Miguel Arias said the ACTS Foundation’s lack of experience, especially when it comes to foster care services, gave him pause. He said they are not accredited, nor registered to perform such services.
“I’m not willing to put the trust and the faith of public tax dollars in Fresno at risk with a partner who I don’t know,” Arias said. “Why do we need them when we have significant concerns about the process and their ability and experience and the allegations?”
The allegations mentioned by Arias were made in an email to the council the previous day by a former church employee, accusing the church of sexual discrimination and financial impropriety. The allegations have not been vetted by Politics 101 or the city.
Karbassi said the city attorney told him those allegations should not be considered when making a vote. Doing so could leave the city open to litigation.
Nelson Esparza has been one of the greatest advocates of affordable housing in Fresno. But, he was silent from the dais as to why he voted against the project.
Politics 101 asked Esparza at a recent Downtown Fresno Partnership event about his vote. But, he did not elaborate much.
“There will be other projects,” he said.
What About Bredefeld?
Then, there is Garry Bredefeld, the council’s Mr. Conservative. He voted no.
“He’s the one that pushes ‘In God We Trust’ right behind us on the dais. But he won’t trust a godly man and organization to put together a project that went through all the process,” Karbassi said.
Karbassi wonders if Bredefeld’s vote was a retaliation. Earlier in the meeting, Karbassi balked at a Bredefeld-sponsored ordinance that would crack down on street racing.
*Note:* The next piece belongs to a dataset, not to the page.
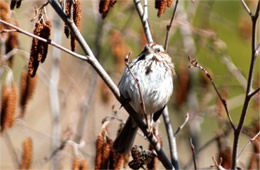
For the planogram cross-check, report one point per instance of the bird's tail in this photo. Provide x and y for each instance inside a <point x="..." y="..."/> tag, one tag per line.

Although Karbassi supports getting tough on street racers, he did not agree with the specifics of Bredefeld’s plan.
“It’s been suggested to me” that it was about opposing his bill, Karbassi said. “Nothing would surprise me. If that was the case, that would be really unfortunate. We don’t want this to be a circus anymore. That’s a circus move.”
Bredefeld is running for Fresno County Supervisor against incumbent Steve Brandau. Karbassi endorsed Brandau, and wonders if that is another reason for Bredefeld’s vote.
“Karbassi is a chronic crybaby who throws a tantrum by storming off the dais when his project gets turned down by (city) council. When he isn’t doing that, he avoids tough votes by not showing when the vote is being taken,” Bredefeld responded.
“He should be more concerned about his terrible votes where he approved the renaming of major historical streets to Cesar Chavez Boulevard, supporting the sexualization of young children by giving $100,000 for ‘gender-affirming counseling,’ and giving $1 million to Planned Parenthood to kill unborn babies. He votes against his constituents every week which is disgraceful. He needs to supports his constituents, not work against them,” Bredefeld said.[Update, 4/24/2023: This story has been updated with new responses from Annalisa Perea and Garry Bredefeld.]